|
|
|
|
|
by trisiak
2212 days ago
|
|
I too suffered from wrist pain and fatigue in the past. The experimentation with different layouts helped a little but it felt like micro-optimization. What actually resolved the problem was switching to an unorthodox ergonomic keyboard where none of the keys required straining or unnecessary effort (kinesis advantage, using a different one these days). Also, most common problems were caused by placement of special keys (shift, ctrl, backspace, enter) and that's not something colemak, dvorak or their friends seem to be addressing. I see analogy to guitar playing here. No matter how well you figure out finger positioning for a complex passage, you won't be playing with ease unless your elbow, wrist and spine are also positioned properly. |
|
There are so many quick wins to improve posture before the high-effort micro optimization of changing layouts:
- split the keyboard for better shoulder posture (eg ultimate hacking keyboard but don't stop here)

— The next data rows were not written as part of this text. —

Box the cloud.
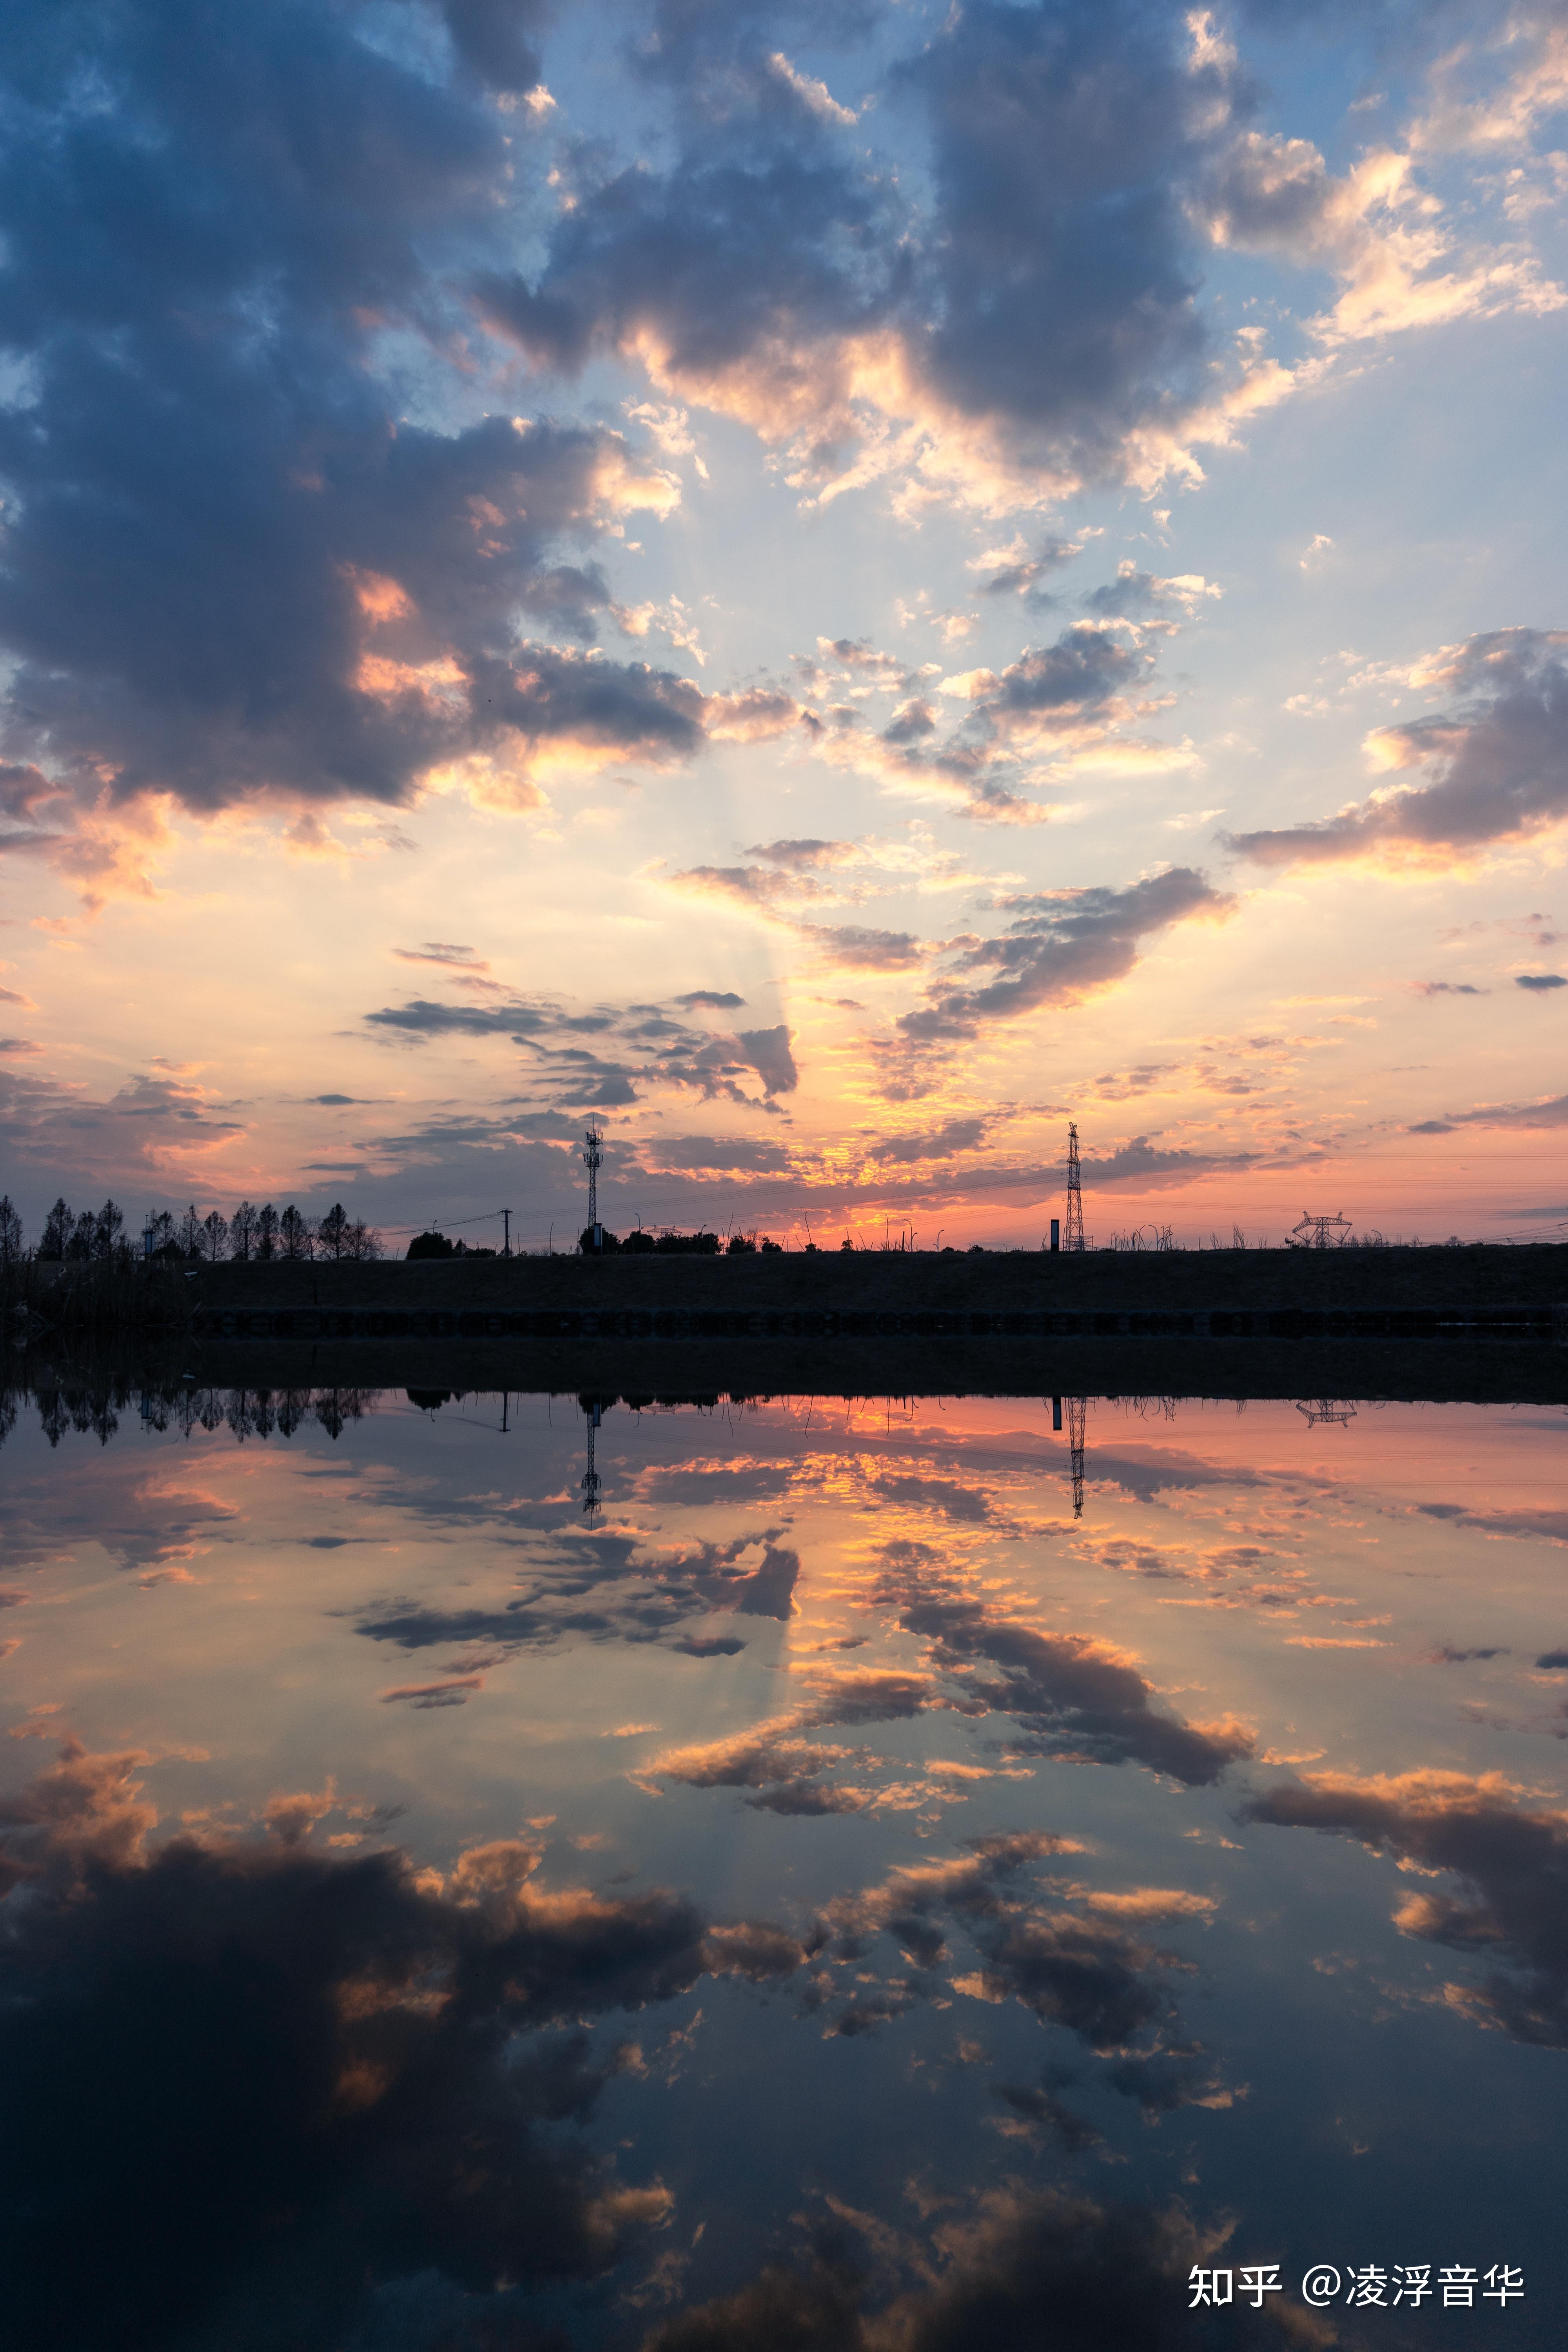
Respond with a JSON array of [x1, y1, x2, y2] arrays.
[[359, 992, 799, 1110], [1226, 630, 1568, 871], [0, 0, 739, 899], [392, 942, 491, 971], [0, 1066, 245, 1197], [1081, 561, 1221, 621], [1244, 1767, 1568, 2048], [1516, 972, 1566, 991], [897, 869, 1232, 1045], [1412, 980, 1487, 996], [795, 924, 928, 971], [646, 2187, 1288, 2351], [0, 1738, 809, 2345], [888, 1589, 1254, 1786], [478, 0, 1309, 514], [1406, 1091, 1568, 1136], [672, 990, 746, 1009]]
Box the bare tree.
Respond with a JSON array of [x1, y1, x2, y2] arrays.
[[342, 1217, 384, 1260], [92, 1200, 125, 1261], [200, 1209, 229, 1263], [178, 1205, 205, 1258], [279, 1205, 312, 1260], [229, 1201, 258, 1261], [317, 1203, 349, 1260], [255, 1203, 278, 1261], [0, 1195, 22, 1269]]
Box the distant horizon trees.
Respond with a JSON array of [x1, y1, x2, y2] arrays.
[[11, 1196, 383, 1266]]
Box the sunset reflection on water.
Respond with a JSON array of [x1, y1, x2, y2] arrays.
[[2, 1383, 1565, 2349]]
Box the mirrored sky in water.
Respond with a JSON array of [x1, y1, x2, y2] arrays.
[[3, 1381, 1566, 2350]]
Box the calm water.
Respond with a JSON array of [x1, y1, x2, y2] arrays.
[[3, 1381, 1566, 2350]]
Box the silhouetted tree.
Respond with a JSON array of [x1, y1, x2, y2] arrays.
[[0, 1196, 22, 1268], [229, 1201, 258, 1261], [147, 1210, 178, 1261], [278, 1205, 312, 1259], [66, 1210, 98, 1261], [317, 1203, 349, 1259], [406, 1230, 454, 1260], [341, 1217, 383, 1260], [199, 1209, 229, 1262], [178, 1205, 204, 1258], [39, 1200, 73, 1261], [92, 1200, 125, 1261], [255, 1203, 278, 1260]]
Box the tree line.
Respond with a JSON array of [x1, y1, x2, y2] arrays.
[[0, 1194, 383, 1268]]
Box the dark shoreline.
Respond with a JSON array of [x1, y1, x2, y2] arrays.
[[9, 1244, 1566, 1403]]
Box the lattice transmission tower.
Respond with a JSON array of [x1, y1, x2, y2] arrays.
[[1295, 1399, 1357, 1428], [583, 1120, 604, 1250], [1286, 1210, 1351, 1250], [1067, 1396, 1087, 1516], [1064, 1122, 1085, 1253]]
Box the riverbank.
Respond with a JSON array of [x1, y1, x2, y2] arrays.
[[180, 1239, 1568, 1323]]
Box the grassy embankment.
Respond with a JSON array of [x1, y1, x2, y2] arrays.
[[191, 1241, 1568, 1318]]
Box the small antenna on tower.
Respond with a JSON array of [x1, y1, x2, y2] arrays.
[[1064, 1122, 1085, 1254], [583, 1119, 604, 1252]]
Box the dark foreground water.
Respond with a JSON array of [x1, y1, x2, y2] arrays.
[[2, 1380, 1566, 2350]]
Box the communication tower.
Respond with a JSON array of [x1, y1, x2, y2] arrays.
[[581, 1396, 604, 1515], [583, 1120, 604, 1250], [1064, 1123, 1085, 1253]]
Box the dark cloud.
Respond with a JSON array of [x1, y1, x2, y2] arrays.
[[1516, 972, 1566, 990], [871, 1545, 1253, 1786], [868, 1474, 991, 1523], [867, 1117, 989, 1163], [646, 2187, 1292, 2352], [1243, 1768, 1568, 2048], [1226, 630, 1568, 870], [0, 0, 718, 880], [672, 989, 746, 1009], [891, 1, 1235, 469], [359, 993, 799, 1111], [0, 1738, 805, 2348], [1412, 980, 1487, 996], [1417, 1501, 1568, 1546], [900, 1599, 1252, 1784], [795, 923, 928, 971], [481, 0, 1282, 508], [439, 0, 552, 94], [980, 534, 1086, 599], [1406, 1092, 1568, 1137], [897, 869, 1231, 1044]]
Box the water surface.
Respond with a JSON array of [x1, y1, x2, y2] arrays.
[[3, 1381, 1565, 2348]]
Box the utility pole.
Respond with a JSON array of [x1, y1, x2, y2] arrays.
[[501, 1208, 511, 1258], [583, 1121, 604, 1251], [1064, 1122, 1085, 1253]]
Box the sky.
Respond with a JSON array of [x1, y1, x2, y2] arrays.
[[1, 0, 1566, 1249]]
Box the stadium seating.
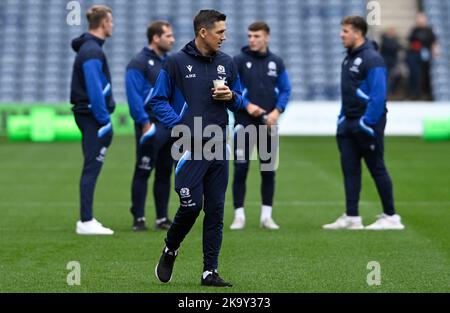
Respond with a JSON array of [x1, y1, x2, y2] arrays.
[[0, 0, 401, 103], [422, 0, 450, 101]]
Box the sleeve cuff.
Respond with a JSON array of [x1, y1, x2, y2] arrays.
[[97, 116, 111, 126]]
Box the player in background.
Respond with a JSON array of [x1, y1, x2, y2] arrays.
[[70, 5, 115, 235], [323, 16, 405, 230], [125, 21, 175, 231], [230, 21, 291, 230]]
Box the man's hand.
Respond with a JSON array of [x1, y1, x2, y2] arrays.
[[359, 117, 375, 138], [266, 108, 281, 127], [246, 103, 266, 117], [212, 85, 233, 101], [142, 122, 152, 134]]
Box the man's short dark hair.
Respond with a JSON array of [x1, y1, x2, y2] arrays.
[[147, 20, 171, 43], [86, 5, 112, 30], [341, 15, 368, 36], [193, 9, 226, 36], [248, 21, 270, 34]]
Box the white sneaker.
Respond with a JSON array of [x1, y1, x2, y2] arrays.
[[365, 214, 405, 230], [260, 217, 279, 230], [76, 218, 114, 235], [230, 217, 245, 230], [322, 214, 364, 230]]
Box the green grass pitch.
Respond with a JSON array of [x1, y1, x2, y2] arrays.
[[0, 136, 449, 292]]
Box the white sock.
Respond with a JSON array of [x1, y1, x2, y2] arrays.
[[261, 205, 272, 221], [202, 270, 214, 279], [235, 207, 245, 219]]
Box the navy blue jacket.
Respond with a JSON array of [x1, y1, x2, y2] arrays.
[[340, 39, 387, 125], [70, 33, 115, 125], [233, 46, 291, 125], [125, 47, 166, 125], [146, 40, 244, 138]]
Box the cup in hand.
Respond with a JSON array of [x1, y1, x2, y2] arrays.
[[213, 79, 226, 89]]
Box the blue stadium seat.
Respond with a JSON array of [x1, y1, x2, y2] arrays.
[[0, 0, 375, 102]]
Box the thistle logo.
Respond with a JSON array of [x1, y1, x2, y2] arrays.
[[217, 65, 226, 75], [267, 61, 277, 77], [180, 188, 190, 198], [350, 57, 363, 73], [268, 61, 277, 70]]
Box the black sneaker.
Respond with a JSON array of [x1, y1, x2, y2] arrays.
[[155, 246, 177, 283], [201, 270, 233, 287], [155, 217, 172, 230], [133, 218, 148, 231]]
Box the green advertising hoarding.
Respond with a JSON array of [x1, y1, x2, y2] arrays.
[[0, 104, 135, 141]]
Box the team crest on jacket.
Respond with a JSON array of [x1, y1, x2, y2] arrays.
[[217, 65, 226, 75], [246, 61, 252, 69], [267, 61, 277, 77], [350, 57, 363, 73], [148, 59, 154, 66], [180, 188, 190, 198]]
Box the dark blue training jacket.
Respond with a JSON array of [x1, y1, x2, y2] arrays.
[[70, 33, 115, 125], [145, 40, 245, 139], [233, 46, 291, 125], [340, 39, 387, 125], [125, 47, 166, 125]]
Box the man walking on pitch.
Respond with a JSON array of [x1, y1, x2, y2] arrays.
[[146, 10, 245, 286], [125, 21, 175, 231], [230, 21, 291, 230], [70, 5, 115, 235], [323, 16, 405, 230]]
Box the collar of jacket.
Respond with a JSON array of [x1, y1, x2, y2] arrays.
[[347, 38, 374, 56], [71, 32, 105, 52], [182, 40, 218, 63], [88, 33, 106, 47], [143, 47, 167, 61], [241, 45, 270, 58]]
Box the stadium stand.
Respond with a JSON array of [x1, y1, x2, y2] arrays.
[[1, 0, 447, 102], [422, 0, 450, 101], [0, 0, 368, 103]]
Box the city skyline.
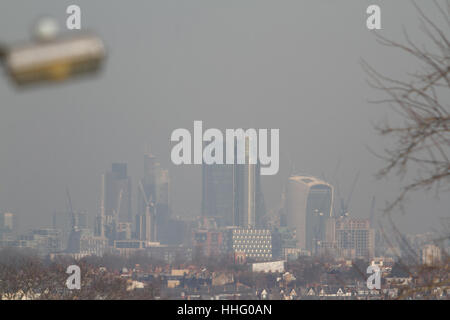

- Get a column staggered board with more thumb keys instead of row staggered for better finger movement (ergodox or iris keyboard)
- Get rid of the num row and limit movement for fingers to one key in any direction using layers to simulate the missing keys (corne or kyria)
- A sculpted and tented keyboard allows the arm to untwist. These keyboards are dish shaped which moves keys closer to your fingers. Examples are the kinesis, dactyl, or Tightyl (my own creation).
I think the sweet spot for most people is the column staggered split layout.